Gates of Heaven (documentary film)

If you have yet to see this film, you may think the title is rather grandiose in light of its subject; the pet
cemetery business. But for some, 'gates of heaven' is a misnomer without their beloved pets beyond the gates. Regardless, the film certainly goes beyond mere logistics of pet disposal and into the meaning and value we attribute to things and how they shape our lives.


The film starts off with an interview with Floyd "Mac" MacClure; he is a man on a mission to provide a real sanctuary for the pets that fulfil human lives by being loved and loving in return. He speaks with zeal and conviction. There is something dogmatic about it; it is not an animal rights argument rather it is a Christian argument: God sent us pets to be loved and to love us therefore we should give them a respectful burial.

Mac's view is contrasted by an interview with the owner of the local rendering plant; what Mac perceives as the devil's work, is actually performed by a really nice guy. He is genuinely curious with the various reactions people have against his business. He tells of many horrified responses people have had towards his business in a matter-of-fact manner without taking any offense. For him, the animal carcasses are merely raw material for his rendering plant, to be properly recycled into various products.
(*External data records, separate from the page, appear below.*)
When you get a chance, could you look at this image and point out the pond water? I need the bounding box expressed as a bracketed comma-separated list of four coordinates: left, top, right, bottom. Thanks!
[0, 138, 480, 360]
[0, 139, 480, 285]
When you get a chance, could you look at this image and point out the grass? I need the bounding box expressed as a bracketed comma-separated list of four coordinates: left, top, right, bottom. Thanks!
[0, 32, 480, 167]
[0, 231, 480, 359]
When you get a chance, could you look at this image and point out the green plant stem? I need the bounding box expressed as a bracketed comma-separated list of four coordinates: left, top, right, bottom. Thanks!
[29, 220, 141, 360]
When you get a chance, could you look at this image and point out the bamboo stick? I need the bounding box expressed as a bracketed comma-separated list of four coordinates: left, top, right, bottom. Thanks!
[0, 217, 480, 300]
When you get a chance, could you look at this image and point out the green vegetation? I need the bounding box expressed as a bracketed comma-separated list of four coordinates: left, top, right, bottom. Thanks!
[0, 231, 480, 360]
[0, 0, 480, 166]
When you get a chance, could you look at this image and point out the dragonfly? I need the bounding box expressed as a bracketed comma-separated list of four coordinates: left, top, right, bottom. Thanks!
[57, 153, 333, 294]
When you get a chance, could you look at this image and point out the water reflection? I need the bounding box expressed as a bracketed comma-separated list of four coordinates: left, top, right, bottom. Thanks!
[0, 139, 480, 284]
Mac's business partners are sympathetic to Mac's opinions but they find him peculiar. Their prerogative is in the financial interest of the business that eventually comes up against Mac's beliefs when the business partners suggest burying pets on top of old burials to save space and make more profits. In the end, there is a huge controversy that ends with the entire cemetery getting dug up and re-buried in the Bubbling Well Pet Cemetery Park run by the Harberts family.

At this point the film takes a more philosophical turn and explores themes of life and success through the interviews of family members. Cal, the elder son, wants to be a CEO sitting behind a big mahogany desk of a large corporation. He isn't quite sure how pet cemetery will fit into that picture but he seems eager for people to know that he knows exactly what he's doing. For the younger son Dan, the cemetery business provides him with a beautiful place to live and enough time to enjoy playing the guitar and examining the landscape.

It seems that the binary vision of faith and rationality in the film found a third possibility; an independent mind that is neither persuaded by the bible nor excessively interested wealth. Dan is at peace in his humble existence and it seems like a good spot to be in.